Run N’ Shoot Athletic Center is another company targeting the ethnic market. According to the company’s executive summary, Run N’ Shoot is “focused on capturing the untapped, lucrative African-American market segment within the fitness industry.” The company’s strategy differs from the typical fitness facility. Because basketball is such an integral part of life in many ethnic communities, this company designed its fitness facility with basketball as its focus. Besides being open 24 hoursa day, the Washington, D.C., center offers four NBA-sized courts, one collegiate court, two high school courts and several shooting goals. The cost to use the gym is approximately $7 to $8 a day. In 2001, its Atlanta center, which has 65 to 70 employees, attracted 500,000 customers and generated $1.7 million in revenue. It had almost $300,000 left after paying expenses, but reinvested the money in the fitness center’s expansion.

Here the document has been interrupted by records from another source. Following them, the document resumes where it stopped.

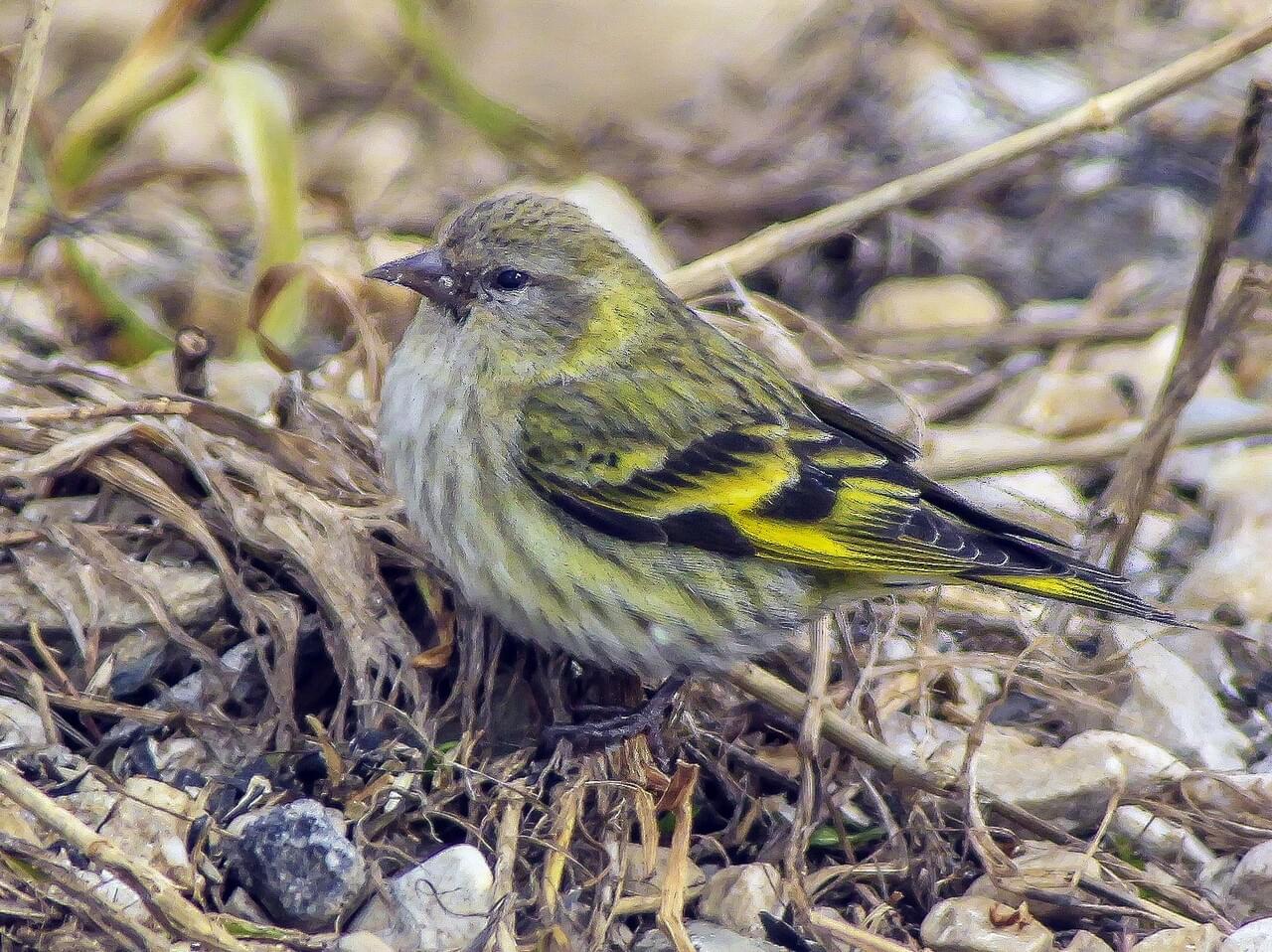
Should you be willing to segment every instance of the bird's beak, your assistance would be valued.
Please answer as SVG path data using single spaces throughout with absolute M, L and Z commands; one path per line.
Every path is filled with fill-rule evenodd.
M 455 300 L 455 276 L 436 248 L 373 267 L 365 276 L 401 284 L 435 304 L 453 305 Z

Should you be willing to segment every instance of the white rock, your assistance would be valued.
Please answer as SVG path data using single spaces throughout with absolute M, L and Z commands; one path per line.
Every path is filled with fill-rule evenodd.
M 1272 774 L 1189 776 L 1183 792 L 1199 809 L 1220 813 L 1272 813 Z
M 1131 952 L 1219 952 L 1224 935 L 1213 925 L 1163 929 L 1131 947 Z
M 1255 919 L 1234 932 L 1220 952 L 1268 952 L 1272 948 L 1272 919 Z
M 1142 855 L 1170 864 L 1182 862 L 1197 871 L 1213 862 L 1215 854 L 1189 830 L 1154 816 L 1144 807 L 1126 804 L 1113 812 L 1112 829 Z
M 654 220 L 649 213 L 631 192 L 613 179 L 588 174 L 570 182 L 565 188 L 551 191 L 583 207 L 598 225 L 621 241 L 655 274 L 665 275 L 675 267 L 675 256 L 654 229 Z
M 1213 692 L 1188 664 L 1131 624 L 1113 629 L 1131 669 L 1131 691 L 1113 725 L 1160 743 L 1211 770 L 1240 770 L 1253 752 L 1250 739 L 1229 723 Z
M 1002 298 L 979 277 L 889 277 L 866 293 L 856 327 L 862 331 L 993 327 L 1006 317 Z
M 1161 747 L 1114 731 L 1085 731 L 1058 748 L 987 736 L 977 771 L 987 792 L 1077 826 L 1098 822 L 1119 789 L 1123 797 L 1142 797 L 1188 773 Z
M 1239 671 L 1227 653 L 1222 638 L 1213 631 L 1168 627 L 1158 635 L 1158 641 L 1168 652 L 1196 671 L 1210 690 L 1221 696 L 1236 696 Z
M 397 952 L 397 949 L 375 933 L 350 932 L 340 937 L 336 952 Z
M 1272 447 L 1245 449 L 1208 467 L 1203 499 L 1217 509 L 1215 529 L 1175 593 L 1179 605 L 1231 605 L 1247 619 L 1272 619 L 1272 580 L 1268 573 L 1250 571 L 1272 538 L 1269 480 Z
M 778 896 L 781 877 L 771 863 L 731 865 L 707 879 L 698 897 L 698 915 L 728 929 L 762 938 L 761 913 L 780 916 L 784 902 Z
M 495 878 L 476 846 L 450 846 L 388 882 L 350 923 L 398 952 L 466 948 L 495 902 Z
M 1172 325 L 1144 342 L 1090 347 L 1082 355 L 1082 364 L 1086 369 L 1100 370 L 1108 375 L 1130 377 L 1135 382 L 1140 400 L 1145 405 L 1151 405 L 1174 364 L 1178 344 L 1179 328 Z M 1216 365 L 1201 382 L 1197 396 L 1239 400 L 1240 392 L 1231 377 Z
M 1227 913 L 1240 923 L 1272 915 L 1272 840 L 1250 849 L 1236 864 L 1227 887 Z
M 1080 929 L 1065 946 L 1065 952 L 1113 952 L 1113 947 L 1095 933 Z
M 1051 952 L 1056 947 L 1051 930 L 1027 907 L 985 896 L 937 902 L 918 934 L 932 952 Z
M 22 701 L 0 697 L 0 751 L 48 743 L 39 715 Z
M 722 925 L 700 919 L 687 920 L 684 930 L 689 933 L 689 941 L 697 952 L 782 952 L 782 947 L 772 942 L 740 935 Z M 661 930 L 654 929 L 636 939 L 632 952 L 675 952 L 675 949 Z
M 986 79 L 1030 122 L 1042 122 L 1061 109 L 1095 95 L 1091 80 L 1057 56 L 987 56 Z
M 1130 419 L 1113 378 L 1096 370 L 1043 370 L 1016 414 L 1021 426 L 1044 437 L 1080 437 Z

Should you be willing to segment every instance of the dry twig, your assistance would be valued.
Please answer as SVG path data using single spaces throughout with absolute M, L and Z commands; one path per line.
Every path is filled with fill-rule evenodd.
M 1254 190 L 1261 127 L 1269 97 L 1272 88 L 1261 83 L 1250 87 L 1249 102 L 1236 132 L 1233 154 L 1224 169 L 1210 232 L 1188 295 L 1174 364 L 1149 423 L 1100 500 L 1102 513 L 1113 518 L 1093 532 L 1084 546 L 1088 559 L 1098 559 L 1112 545 L 1108 566 L 1114 571 L 1122 568 L 1131 551 L 1135 529 L 1140 524 L 1166 451 L 1174 440 L 1184 407 L 1210 372 L 1220 347 L 1239 332 L 1259 300 L 1272 289 L 1272 272 L 1248 269 L 1236 289 L 1212 314 L 1219 272 Z
M 22 29 L 22 52 L 18 53 L 18 69 L 13 76 L 13 88 L 0 117 L 0 241 L 4 241 L 5 227 L 9 224 L 9 206 L 18 186 L 18 168 L 22 165 L 22 149 L 27 141 L 27 122 L 31 120 L 31 107 L 36 102 L 36 88 L 39 85 L 39 69 L 45 62 L 45 46 L 48 43 L 48 28 L 53 23 L 55 0 L 31 0 L 31 11 Z
M 226 952 L 248 952 L 247 946 L 230 935 L 223 925 L 209 919 L 168 877 L 130 857 L 107 837 L 85 826 L 74 813 L 23 780 L 11 764 L 0 762 L 0 793 L 31 811 L 36 818 L 90 860 L 100 863 L 126 879 L 155 915 L 179 934 Z
M 770 225 L 736 244 L 677 269 L 669 275 L 668 283 L 682 297 L 702 294 L 730 276 L 748 274 L 776 257 L 834 238 L 889 209 L 908 205 L 916 199 L 939 192 L 986 169 L 1046 149 L 1081 132 L 1110 129 L 1268 43 L 1272 43 L 1272 18 L 1231 33 L 1048 122 L 1000 139 L 940 165 L 893 179 L 865 195 L 831 205 L 812 215 Z

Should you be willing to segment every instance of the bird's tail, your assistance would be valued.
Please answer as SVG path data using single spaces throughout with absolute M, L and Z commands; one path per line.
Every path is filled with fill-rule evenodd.
M 1170 612 L 1144 601 L 1127 588 L 1121 575 L 1098 569 L 1094 565 L 1077 563 L 1070 566 L 1071 574 L 1065 575 L 995 575 L 992 573 L 969 573 L 968 579 L 987 585 L 1006 588 L 1024 594 L 1056 598 L 1086 608 L 1130 615 L 1136 619 L 1159 621 L 1165 625 L 1182 625 Z

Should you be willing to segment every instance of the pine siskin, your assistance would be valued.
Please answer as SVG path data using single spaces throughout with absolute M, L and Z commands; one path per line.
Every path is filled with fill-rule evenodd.
M 384 383 L 388 475 L 464 598 L 514 633 L 658 677 L 897 587 L 1172 620 L 921 476 L 915 447 L 789 383 L 572 205 L 483 201 L 369 276 L 425 298 Z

Cultural marketing techniques
While opportunities to serve diverse markets are plentiful because they are typically underserved, there remains one problem. Many fitness facilites lack the necessary familiarity with and understanding of these communities, and have trouble creating a sustainable competitive marketing advantage. Businesses targeting these consumers must learn to analyze the market and become familiar with its buying patterns, locations and purchasing habits. Club operators can contact minority trade and professional associations and publications to obtain valuable information about their target market. This type of research will help to prevent fitness facility operators from thinking that placing a picture of an ethnic model in ads is the only technique needed to communicate with this market. Although this may be a first step in the process, it must be followed up with additional marketing techniques. For example, the Boys and Girls Club of Washington uses several different techniques.
Its brochure uses models of various ethnicities; the selected spokesperson is Oscar-winning actor Denzel Washington; and the classes offered, African dance and drum, are of interest to the targeted market.
Cross-cultural marketing for long-term growth
Fitness facility operators should incorporate a cross-cultural marketing campaign as part of their long-term growth strategy to produce the best results. As an economic rebound in 2003 appears unlikely, health clubs should tap diverse markets, which are growing faster than the mainstream population in both numbers and purchasing power.